Croissance du produit intérieur brut (PIB) en glissement annuel
(taux d'évolution en volume, glissement annuel de séries trimestrielles)
Source : commission des finances du Sénat (d'après les données de l'Insee)
Dans ce contexte, si le débat d'orientation des finances publiques n'avait pas conduit le Gouvernement à modifier ses hypothèses macroéconomiques par rapport au programme de stabilité d'avril, le présent projet de loi de finances repose cette fois sur un scénario de croissance légèrement revu à la baisse .
Évolution du scénario de croissance du Gouvernement
(taux d'évolution du PIB en volume)
Source : commission des finances du Sénat (d'après les documents budgétaires)

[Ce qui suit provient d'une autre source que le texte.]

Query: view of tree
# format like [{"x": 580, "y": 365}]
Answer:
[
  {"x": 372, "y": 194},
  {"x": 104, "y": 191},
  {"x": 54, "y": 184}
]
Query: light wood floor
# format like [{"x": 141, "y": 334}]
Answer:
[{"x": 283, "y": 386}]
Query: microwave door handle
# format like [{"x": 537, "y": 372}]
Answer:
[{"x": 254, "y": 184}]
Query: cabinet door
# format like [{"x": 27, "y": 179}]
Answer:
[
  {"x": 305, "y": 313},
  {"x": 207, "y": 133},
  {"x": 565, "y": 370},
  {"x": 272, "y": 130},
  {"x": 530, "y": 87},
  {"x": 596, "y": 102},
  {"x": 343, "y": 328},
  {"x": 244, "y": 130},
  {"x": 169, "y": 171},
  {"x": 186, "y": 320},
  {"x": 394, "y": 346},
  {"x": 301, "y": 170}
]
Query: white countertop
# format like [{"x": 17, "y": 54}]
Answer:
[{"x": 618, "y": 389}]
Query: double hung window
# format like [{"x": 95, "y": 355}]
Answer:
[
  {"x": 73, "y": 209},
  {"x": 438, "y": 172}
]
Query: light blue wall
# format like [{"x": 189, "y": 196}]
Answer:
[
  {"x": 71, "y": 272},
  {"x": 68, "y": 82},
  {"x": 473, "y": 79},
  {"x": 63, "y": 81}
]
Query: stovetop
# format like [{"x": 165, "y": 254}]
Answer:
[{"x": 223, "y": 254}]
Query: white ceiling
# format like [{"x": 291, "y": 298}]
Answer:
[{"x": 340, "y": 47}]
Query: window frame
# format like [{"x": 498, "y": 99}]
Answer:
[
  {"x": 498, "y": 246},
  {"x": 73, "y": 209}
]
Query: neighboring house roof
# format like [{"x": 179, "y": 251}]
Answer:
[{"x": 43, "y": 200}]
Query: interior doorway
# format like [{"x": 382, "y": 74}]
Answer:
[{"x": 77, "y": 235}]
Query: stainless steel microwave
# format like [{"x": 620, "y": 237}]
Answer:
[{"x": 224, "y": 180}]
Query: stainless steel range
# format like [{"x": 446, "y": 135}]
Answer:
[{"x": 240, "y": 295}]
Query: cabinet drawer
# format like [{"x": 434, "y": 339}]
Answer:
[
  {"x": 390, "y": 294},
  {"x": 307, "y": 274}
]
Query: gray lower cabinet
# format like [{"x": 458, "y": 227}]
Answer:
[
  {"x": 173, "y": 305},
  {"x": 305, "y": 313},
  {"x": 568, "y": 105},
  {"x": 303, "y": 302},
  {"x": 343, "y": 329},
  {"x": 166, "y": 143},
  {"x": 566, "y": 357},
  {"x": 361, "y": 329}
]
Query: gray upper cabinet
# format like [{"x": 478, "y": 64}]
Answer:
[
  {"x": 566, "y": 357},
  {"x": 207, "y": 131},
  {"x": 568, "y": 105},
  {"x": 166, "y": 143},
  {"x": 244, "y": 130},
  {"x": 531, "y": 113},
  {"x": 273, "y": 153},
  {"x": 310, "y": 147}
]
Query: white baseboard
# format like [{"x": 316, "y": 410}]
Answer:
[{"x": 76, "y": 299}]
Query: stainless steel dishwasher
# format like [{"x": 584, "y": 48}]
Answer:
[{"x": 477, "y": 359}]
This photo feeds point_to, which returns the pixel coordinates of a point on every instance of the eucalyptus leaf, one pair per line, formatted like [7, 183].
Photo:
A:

Après 1,4 % en 2019, l'évolution du produit intérieur brut (PIB) serait limitée à 1,3 % en 2020 comme en 2021 , contre une prévision de 1,4 % dans le cadre du débat d'orientation des finances publiques.
Pour l'année 2020, cette évolution tient principalement à la révision à la baisse de la croissance attendue des exportations , dans un contexte d'atonie du commerce mondial, qui s'accompagnerait d'une hausse plus forte qu'escompté des importations , la demande intérieure étant soutenue par les mesures de pouvoir d'achat.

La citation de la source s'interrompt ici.